Susan M. Smith, editor-in-chief, PricewaterhouseCoopers Korpacz Real Estate Investor Survey, says, "Real estate investors do not expect a rebound in any of the commercial real estate sectors until well into 2010."

"In the meantime, property owners are faced with limited financing options, declining tenant demand, rising overall capitalization rates and deflated confidence. They are looking to protect the value of their existing properties in order to compete and survive in an increasingly challenging environment."

"To mitigate value loss, landlords are being more proactive about signing tenants to new leases, expansions and renewal, in some cases offering leasing incentives and lower rental rates. In addition, some are attempting to cut property costs and better position assets in a rapidly growing tenants' market."

Highlights of the survey:

Regional malls flatline - Sale transactions have nearly come to a standstill in the national regional mall market, with investors wary of performance and having trouble pricing assets.
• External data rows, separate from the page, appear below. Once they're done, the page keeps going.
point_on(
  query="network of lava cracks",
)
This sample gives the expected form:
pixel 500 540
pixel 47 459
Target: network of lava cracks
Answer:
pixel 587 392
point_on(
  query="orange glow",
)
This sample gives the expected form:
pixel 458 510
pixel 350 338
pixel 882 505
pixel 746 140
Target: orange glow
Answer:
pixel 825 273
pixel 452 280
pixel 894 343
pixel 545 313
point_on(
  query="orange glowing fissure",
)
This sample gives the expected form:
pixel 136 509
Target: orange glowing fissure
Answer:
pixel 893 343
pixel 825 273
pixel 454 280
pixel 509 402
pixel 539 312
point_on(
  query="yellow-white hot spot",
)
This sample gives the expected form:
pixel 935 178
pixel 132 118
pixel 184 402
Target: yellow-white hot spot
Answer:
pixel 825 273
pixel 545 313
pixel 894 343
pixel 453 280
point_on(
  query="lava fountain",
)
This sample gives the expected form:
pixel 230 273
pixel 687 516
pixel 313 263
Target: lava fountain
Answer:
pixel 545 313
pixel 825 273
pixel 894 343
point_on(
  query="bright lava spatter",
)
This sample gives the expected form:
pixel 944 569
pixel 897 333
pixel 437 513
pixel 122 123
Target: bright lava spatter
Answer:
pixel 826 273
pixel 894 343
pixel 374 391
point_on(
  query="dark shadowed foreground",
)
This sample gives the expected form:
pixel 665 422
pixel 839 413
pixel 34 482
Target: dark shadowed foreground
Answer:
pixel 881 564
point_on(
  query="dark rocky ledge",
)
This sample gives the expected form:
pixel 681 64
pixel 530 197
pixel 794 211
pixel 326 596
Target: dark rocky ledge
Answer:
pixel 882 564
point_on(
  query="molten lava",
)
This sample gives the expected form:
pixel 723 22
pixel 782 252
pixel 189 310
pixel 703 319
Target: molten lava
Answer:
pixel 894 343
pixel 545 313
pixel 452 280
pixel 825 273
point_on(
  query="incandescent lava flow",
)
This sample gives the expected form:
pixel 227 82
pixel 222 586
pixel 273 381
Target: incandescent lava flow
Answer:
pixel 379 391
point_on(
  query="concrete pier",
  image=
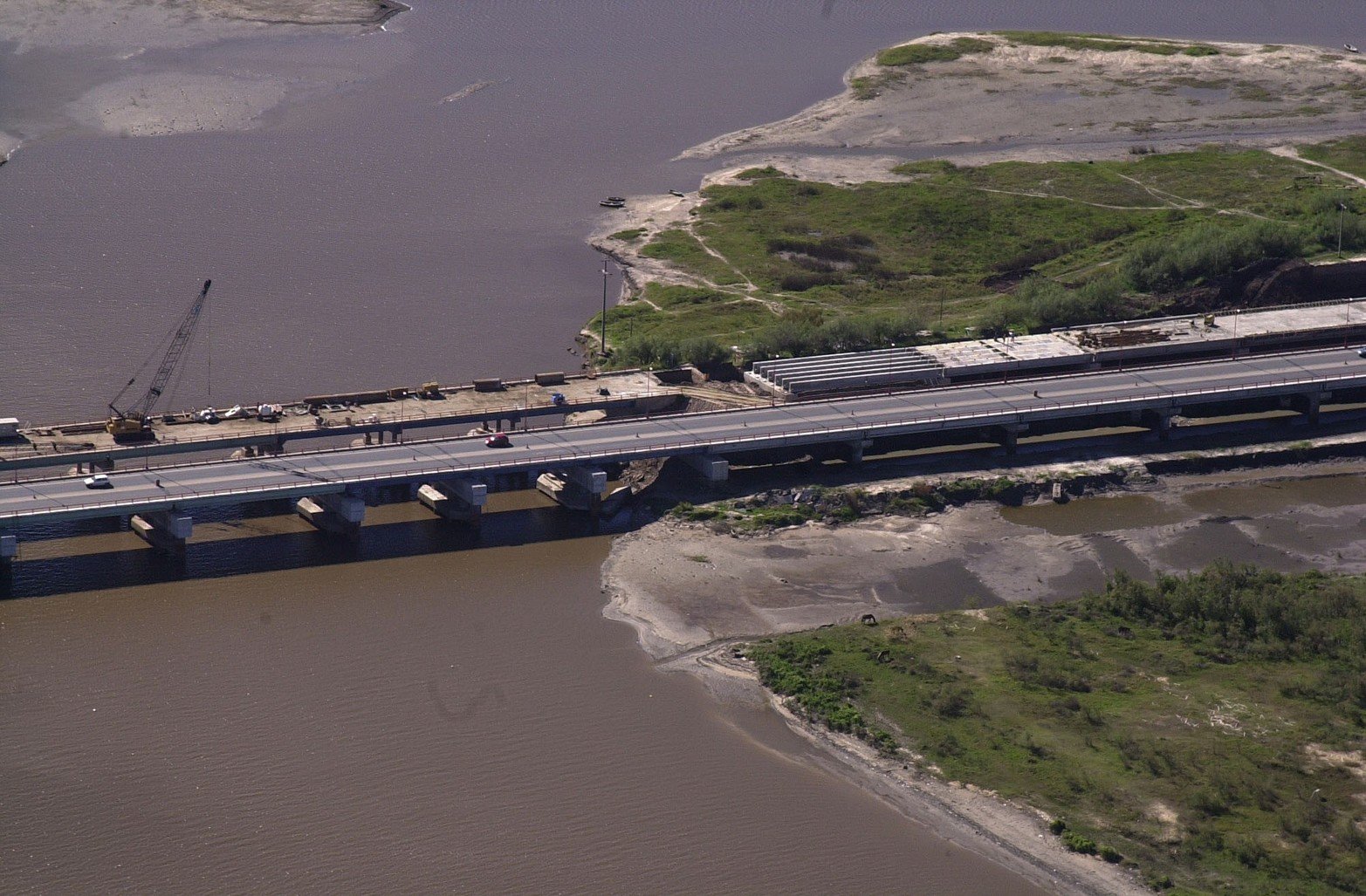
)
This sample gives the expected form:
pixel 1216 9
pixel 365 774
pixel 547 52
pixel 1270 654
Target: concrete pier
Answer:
pixel 1008 436
pixel 575 489
pixel 336 514
pixel 461 500
pixel 710 468
pixel 166 530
The average initial-year market rent change assumption dipped to 1.71 percent this quarter, 92 basis points lower than a year ago and the lowest average ever reported for this market.
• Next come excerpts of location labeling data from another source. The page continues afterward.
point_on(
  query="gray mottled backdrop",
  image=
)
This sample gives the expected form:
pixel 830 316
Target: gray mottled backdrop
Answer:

Power centers struggle - With consumers curtailing spending, national power center property owners are struggling to maintain occupancy levels and rental rates. The overall cap rate increased by 41 basis points in the past quarter, to 7.98 percent, the second straight quarterly increase of at least 40 basis points.
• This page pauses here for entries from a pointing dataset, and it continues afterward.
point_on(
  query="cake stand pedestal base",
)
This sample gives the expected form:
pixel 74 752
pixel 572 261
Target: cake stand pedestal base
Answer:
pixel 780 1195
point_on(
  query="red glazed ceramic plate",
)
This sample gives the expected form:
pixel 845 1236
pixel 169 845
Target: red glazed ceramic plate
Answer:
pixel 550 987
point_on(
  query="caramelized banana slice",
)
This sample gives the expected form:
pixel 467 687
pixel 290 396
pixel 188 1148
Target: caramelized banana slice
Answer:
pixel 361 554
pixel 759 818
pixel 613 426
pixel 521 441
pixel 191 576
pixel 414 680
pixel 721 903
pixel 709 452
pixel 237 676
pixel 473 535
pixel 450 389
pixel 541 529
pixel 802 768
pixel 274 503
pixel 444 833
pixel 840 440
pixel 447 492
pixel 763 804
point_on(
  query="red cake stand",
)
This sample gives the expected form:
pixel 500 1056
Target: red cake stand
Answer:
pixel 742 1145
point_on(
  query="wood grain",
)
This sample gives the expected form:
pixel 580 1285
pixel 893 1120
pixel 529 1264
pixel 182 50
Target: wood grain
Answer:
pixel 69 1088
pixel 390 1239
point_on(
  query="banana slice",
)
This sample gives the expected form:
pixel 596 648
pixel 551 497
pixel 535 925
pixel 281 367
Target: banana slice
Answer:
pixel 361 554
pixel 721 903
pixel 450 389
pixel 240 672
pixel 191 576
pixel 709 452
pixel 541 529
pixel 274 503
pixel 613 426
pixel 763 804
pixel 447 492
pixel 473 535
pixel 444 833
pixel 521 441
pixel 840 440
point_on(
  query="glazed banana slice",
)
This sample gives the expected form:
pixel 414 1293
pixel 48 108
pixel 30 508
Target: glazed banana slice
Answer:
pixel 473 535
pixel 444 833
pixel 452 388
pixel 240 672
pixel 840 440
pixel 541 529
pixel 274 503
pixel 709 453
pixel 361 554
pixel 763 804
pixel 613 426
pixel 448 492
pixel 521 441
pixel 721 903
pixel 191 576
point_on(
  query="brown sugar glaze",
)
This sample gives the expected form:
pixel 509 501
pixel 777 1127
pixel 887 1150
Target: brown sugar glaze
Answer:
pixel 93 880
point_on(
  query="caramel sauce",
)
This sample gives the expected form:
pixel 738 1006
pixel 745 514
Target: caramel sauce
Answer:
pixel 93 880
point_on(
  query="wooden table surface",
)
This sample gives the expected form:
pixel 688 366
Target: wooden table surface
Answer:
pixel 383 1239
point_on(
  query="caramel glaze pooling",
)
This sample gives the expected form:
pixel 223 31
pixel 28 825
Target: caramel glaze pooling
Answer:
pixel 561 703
Office markets crumbling - Demand has weakened for office space, and many traditionally strong markets are seeing vacancy increase. As supply outpaces demand, the average initial-year market rent change rate remains on a downward trend in the office sector, dropping roughly 260 basis points over the past year in the surveyed office markets. Furthermore, property values are expected to drop as much as 30 percent nationally over the next year in the CBD and suburban office markets.